La veía a través del cristal. Ahí, sentada en la silla, esperando la hora. El gesto nervioso y desesperado de una niña que ha perdido a su madre, los ojos frenéticos recorriendo la sala de los testigos, hasta que lo encontraron a Él. Sus miradas se cruzaron y se enredaron. Entonces ella se enderezó, acomodándose contra el respaldo de madera. Ahora la niña es una joven, sentada en una montaña rusa esperando a que se ponga en marcha, sonriendo con aquella media sonrisa suya que lo había cautivado. Ni siquiera el casco metálico sobre su cabeza pelada era capaz de restarle atractivo. Aún sonriendo, sus labios aletearon y el hombre de la biblia se agachó para escuchar lo que decía. La cabeza del cura se giró en su dirección y Él se sintió acusado —y condenado. El cura asintió y Ella cerró los ojos para recibir la bendición. El timbre sonó, las cortinas se corrieron y las luces temblaron durante unos segundos.
Los hombres se calaron los sombreros, las mujeres se alisaron las faldas y todos abandonaron sus asientos, ahítos de justicia. Él, además, con un vacío en el pecho que le hacía difícil el caminar. —Él podría haberla ayudado, sino fuera por lo del crío... No, aquello no había estado bien y había terminado como debía terminar.— Todo Él se concentró en poner un pie delante del otro y en olvidarse de lo demás, hasta que tropezó con el cura en el pasillo.
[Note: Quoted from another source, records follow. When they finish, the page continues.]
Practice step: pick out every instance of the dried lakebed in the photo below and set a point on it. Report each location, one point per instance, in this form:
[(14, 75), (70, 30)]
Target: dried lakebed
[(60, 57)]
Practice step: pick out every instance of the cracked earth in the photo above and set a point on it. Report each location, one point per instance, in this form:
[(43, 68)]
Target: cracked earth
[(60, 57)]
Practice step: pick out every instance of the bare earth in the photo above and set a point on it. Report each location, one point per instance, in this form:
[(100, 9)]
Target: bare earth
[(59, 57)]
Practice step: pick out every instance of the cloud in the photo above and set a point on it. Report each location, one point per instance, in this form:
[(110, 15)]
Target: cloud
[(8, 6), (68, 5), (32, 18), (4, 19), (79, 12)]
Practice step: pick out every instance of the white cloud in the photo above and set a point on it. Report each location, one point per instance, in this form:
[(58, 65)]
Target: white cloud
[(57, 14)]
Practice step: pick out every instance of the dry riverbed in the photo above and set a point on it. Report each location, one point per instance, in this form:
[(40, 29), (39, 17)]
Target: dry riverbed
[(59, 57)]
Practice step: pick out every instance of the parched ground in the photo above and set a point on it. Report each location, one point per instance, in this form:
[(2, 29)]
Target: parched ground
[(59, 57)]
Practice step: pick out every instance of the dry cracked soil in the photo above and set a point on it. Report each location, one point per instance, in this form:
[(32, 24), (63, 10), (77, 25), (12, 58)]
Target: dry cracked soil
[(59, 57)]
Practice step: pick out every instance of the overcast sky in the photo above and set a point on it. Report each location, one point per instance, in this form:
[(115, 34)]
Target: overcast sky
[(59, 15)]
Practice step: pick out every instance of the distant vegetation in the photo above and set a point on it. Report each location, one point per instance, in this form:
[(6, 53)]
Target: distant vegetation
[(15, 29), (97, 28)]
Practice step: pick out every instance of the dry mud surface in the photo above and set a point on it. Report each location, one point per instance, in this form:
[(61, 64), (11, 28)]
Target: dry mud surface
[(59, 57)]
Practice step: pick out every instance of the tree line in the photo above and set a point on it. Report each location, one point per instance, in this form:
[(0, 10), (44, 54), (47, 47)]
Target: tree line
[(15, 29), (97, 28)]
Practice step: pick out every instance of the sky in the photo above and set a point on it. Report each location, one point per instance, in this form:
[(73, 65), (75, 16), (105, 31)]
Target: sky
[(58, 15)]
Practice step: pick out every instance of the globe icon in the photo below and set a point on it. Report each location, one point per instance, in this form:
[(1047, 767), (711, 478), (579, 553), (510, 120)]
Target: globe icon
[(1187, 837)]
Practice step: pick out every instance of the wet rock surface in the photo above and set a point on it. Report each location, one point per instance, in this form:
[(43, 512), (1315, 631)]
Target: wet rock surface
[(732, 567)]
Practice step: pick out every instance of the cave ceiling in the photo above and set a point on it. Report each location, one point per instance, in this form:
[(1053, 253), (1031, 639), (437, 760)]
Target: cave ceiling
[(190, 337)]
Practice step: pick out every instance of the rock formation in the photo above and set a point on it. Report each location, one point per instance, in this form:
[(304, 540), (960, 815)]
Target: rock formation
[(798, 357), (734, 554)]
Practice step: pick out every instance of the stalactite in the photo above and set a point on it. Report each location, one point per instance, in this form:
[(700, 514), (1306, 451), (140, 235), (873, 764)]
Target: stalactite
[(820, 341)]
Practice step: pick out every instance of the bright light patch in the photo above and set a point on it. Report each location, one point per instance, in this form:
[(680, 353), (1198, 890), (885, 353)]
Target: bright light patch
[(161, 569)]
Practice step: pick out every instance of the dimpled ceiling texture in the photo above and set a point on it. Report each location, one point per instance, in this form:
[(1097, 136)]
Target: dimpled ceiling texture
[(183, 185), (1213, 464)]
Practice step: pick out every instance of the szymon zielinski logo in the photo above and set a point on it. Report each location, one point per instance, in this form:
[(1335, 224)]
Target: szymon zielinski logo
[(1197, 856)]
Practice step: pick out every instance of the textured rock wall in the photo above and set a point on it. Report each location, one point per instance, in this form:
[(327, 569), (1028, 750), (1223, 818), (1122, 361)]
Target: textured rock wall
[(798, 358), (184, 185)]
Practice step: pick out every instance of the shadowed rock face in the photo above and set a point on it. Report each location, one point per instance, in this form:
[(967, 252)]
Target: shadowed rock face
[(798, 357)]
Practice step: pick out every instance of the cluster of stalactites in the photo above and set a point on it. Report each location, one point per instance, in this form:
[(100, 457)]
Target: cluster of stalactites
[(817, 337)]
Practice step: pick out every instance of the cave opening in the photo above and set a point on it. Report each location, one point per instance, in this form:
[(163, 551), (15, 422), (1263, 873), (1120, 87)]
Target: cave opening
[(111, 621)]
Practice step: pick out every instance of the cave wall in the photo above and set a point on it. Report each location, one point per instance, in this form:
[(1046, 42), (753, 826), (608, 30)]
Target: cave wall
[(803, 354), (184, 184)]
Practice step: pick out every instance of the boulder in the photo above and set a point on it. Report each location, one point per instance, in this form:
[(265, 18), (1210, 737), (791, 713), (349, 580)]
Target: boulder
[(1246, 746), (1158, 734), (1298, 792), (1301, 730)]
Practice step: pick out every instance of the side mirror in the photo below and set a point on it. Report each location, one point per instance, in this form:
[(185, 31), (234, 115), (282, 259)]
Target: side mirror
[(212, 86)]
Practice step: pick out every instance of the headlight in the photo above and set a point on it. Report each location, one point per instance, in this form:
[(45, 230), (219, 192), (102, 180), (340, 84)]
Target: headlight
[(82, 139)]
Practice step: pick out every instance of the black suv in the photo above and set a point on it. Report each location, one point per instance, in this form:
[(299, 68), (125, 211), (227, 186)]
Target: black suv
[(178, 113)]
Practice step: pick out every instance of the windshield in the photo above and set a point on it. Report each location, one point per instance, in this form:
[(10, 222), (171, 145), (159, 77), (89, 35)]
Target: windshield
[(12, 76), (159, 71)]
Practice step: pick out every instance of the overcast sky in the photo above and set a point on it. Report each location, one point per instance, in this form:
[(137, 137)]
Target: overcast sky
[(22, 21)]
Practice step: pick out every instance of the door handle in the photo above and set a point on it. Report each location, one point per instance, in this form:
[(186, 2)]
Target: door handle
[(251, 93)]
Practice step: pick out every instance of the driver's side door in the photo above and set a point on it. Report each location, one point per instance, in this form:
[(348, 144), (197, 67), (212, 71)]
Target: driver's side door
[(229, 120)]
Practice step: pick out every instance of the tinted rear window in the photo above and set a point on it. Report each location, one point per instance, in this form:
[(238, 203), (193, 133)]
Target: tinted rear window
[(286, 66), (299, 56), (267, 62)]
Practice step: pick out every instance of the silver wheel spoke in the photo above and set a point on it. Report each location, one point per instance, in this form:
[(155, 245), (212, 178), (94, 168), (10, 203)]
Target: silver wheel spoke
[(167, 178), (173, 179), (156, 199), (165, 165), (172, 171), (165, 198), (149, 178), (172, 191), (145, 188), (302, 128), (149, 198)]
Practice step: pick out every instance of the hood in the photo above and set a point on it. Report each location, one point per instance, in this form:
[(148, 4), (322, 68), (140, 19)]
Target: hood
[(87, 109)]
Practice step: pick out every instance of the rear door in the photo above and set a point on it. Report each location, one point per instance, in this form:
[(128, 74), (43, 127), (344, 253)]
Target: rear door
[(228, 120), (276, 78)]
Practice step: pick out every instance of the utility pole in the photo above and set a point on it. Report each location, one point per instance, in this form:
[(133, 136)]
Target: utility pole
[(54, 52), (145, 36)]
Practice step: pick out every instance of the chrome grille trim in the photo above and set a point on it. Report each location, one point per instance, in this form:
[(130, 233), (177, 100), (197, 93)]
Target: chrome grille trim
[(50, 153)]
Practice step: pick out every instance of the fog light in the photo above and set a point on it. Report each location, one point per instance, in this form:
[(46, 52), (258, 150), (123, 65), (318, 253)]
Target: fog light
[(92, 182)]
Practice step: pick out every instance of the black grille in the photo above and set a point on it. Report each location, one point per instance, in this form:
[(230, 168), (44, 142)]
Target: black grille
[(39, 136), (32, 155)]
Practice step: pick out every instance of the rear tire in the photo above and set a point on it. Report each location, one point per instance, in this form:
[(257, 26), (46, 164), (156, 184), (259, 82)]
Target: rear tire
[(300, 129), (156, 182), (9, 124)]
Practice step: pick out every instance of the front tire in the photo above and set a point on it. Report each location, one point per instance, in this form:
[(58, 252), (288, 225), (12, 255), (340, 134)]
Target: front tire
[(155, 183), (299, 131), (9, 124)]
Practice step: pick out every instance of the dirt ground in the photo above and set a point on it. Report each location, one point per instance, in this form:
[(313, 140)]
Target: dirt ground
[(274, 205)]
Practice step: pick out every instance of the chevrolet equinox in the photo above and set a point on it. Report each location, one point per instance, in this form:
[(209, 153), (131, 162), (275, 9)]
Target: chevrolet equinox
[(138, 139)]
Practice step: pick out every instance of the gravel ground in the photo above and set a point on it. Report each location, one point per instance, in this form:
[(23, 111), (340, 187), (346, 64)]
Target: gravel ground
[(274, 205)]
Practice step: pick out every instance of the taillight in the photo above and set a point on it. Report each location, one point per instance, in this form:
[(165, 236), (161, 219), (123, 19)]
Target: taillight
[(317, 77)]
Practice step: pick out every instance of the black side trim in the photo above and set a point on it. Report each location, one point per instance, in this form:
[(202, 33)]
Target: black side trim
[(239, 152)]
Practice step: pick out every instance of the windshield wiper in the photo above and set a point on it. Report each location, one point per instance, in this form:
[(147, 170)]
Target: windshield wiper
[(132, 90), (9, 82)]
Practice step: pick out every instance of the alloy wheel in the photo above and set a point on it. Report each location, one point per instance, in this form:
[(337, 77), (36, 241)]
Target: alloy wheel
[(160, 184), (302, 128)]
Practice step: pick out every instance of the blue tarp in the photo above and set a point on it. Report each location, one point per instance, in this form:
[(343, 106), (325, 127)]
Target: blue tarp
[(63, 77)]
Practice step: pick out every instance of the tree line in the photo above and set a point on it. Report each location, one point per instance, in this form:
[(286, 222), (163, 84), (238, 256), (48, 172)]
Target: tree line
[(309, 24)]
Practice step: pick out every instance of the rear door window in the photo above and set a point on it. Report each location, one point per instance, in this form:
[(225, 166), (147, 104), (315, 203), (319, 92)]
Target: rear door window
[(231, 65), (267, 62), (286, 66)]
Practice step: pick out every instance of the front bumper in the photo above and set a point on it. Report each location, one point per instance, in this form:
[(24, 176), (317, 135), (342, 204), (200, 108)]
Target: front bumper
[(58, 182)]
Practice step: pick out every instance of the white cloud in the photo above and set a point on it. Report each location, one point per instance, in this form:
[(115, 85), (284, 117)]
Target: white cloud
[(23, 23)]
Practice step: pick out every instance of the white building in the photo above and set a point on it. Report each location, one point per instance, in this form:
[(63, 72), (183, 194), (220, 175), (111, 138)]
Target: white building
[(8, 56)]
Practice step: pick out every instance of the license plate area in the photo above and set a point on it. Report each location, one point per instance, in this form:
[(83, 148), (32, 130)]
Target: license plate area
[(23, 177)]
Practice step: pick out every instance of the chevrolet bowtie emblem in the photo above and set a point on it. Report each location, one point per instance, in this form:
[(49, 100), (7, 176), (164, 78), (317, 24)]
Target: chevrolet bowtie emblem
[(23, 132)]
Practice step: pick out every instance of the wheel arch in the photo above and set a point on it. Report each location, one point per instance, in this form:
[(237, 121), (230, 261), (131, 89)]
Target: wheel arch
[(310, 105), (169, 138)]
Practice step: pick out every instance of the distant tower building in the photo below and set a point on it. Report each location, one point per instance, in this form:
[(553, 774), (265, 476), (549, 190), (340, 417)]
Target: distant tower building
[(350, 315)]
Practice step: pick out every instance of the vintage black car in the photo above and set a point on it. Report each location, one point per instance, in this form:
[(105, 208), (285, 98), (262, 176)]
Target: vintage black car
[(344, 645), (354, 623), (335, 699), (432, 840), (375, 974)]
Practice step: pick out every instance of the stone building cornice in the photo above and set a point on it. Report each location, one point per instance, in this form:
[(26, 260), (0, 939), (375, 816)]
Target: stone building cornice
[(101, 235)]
El cuervo lo retuvo para entregarle un sobre, remitido a su nombre y sellado con pintalabios. Maldijo al cura, pero este simplemente se encogió de hombros y lo dejó a solas con su conciencia. Un par de pasos después, recordó lo que hacía su padre con las malas noticias: revestir con ellas los agujeros de sus gastadas suelas. En eso se había convertido su corazón; en un zapato viejo y agujereado. Pero palpando el bulto en el bolsillo de la chaqueta, supo que Él también tenía algo con qué remendarlo.